17 June 2009

Dear Gordon, Love Peter

Sorry Gordon, but this is not one of those affectionate little notes the Mandy sends you on a daily basis.  Oh no, this particular piece will give you good reason to throw another mobile phone at the toaster while you take breakfast with The Times.

Peter Riddell is on heat this morning in his article over the appointment of Simon Lewis:

It doesn’t matter a damn who the Prime Minister’s official spokesman is now. It is already far, far too late for that. Simon Lewis has a reputation as a smooth operator with good contacts. But however good he may be, he will have no more than a marginal impact on the fate of Gordon Brown.

Governments or companies in trouble often blame the messenger and turn to a new one in the hope of turning round their fortunes. This is invariably a false hope.

Mr Lewis and his fellow spinners are under no illusions. They know that no amount of gloss, or spin, can return Britain to boom rather than bust. The danger, however, is that a desperate leader looks to presentational gimmicks to boost their ratings. But most backfire: witness the lack of impact of many of the Government’s stream of initiatives this year.

What Mr Brown needs is not a high-powered new spokesman but a stronger organisation. Jeremy Heywood, the workaholic Downing Street Permanent Secretary, is at the centre of the web of power, but even he cannot co-ordinate everything. E-mails fly around, to and from Mr Brown, but there is no one apart from Mr Heywood to ensure a clear pattern of decisions. That has led to the sense of drift that has damaged the Brown premiership far more than the work of his spokesman.

Spot on.  And if further evidence were needed that all Lewis will be is Mandy's slave, Nick Watt provides it:

His new role comes as Lord Mandelson conducts an informal review of the No 10 media operation. The business secretary identified two weaknesses: the civil service side struggles to offer adequate political protection for the prime minister, while the political side has in the past gone too far in the other direction and been overly partisan.

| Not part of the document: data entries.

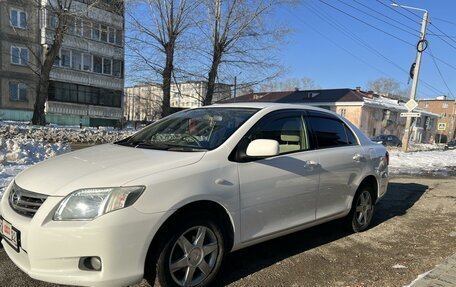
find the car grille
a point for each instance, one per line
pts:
(25, 202)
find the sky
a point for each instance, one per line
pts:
(347, 43)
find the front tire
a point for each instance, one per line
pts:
(192, 255)
(362, 211)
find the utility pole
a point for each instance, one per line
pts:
(235, 87)
(421, 46)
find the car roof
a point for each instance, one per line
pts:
(269, 105)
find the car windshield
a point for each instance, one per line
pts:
(191, 130)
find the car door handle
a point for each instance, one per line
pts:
(310, 163)
(358, 157)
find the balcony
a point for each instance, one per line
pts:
(86, 78)
(62, 108)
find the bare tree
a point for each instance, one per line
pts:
(384, 85)
(239, 36)
(157, 26)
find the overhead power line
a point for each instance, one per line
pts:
(441, 75)
(368, 24)
(443, 20)
(326, 18)
(413, 31)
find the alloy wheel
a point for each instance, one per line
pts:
(193, 256)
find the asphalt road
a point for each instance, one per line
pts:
(414, 229)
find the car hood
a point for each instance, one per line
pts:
(100, 166)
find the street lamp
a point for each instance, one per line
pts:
(421, 46)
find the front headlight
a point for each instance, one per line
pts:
(87, 204)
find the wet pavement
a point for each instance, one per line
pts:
(414, 229)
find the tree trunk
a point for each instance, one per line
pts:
(167, 74)
(216, 59)
(39, 117)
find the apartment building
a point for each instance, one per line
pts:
(87, 80)
(19, 41)
(446, 108)
(143, 102)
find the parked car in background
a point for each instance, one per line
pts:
(174, 198)
(451, 144)
(387, 140)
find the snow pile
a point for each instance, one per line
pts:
(437, 163)
(62, 134)
(28, 151)
(18, 154)
(426, 147)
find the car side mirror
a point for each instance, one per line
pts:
(263, 148)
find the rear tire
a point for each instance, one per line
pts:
(192, 254)
(362, 210)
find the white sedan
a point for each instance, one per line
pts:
(173, 199)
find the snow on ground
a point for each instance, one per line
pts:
(15, 130)
(435, 162)
(22, 145)
(19, 153)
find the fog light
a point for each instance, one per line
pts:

The appointment of Lewis has been in gestation for months. But Mandelson, who knows him well, will hope he will address the weaknesses.

Lewis’s appointment may well have been made by the civil service, but without Mandy's seal of approval it would not have happened.

Good luck Simon as you spend your days dreaming about life with HMQ.  Don't fret too much, Cameron will be along to rescue you within a few months.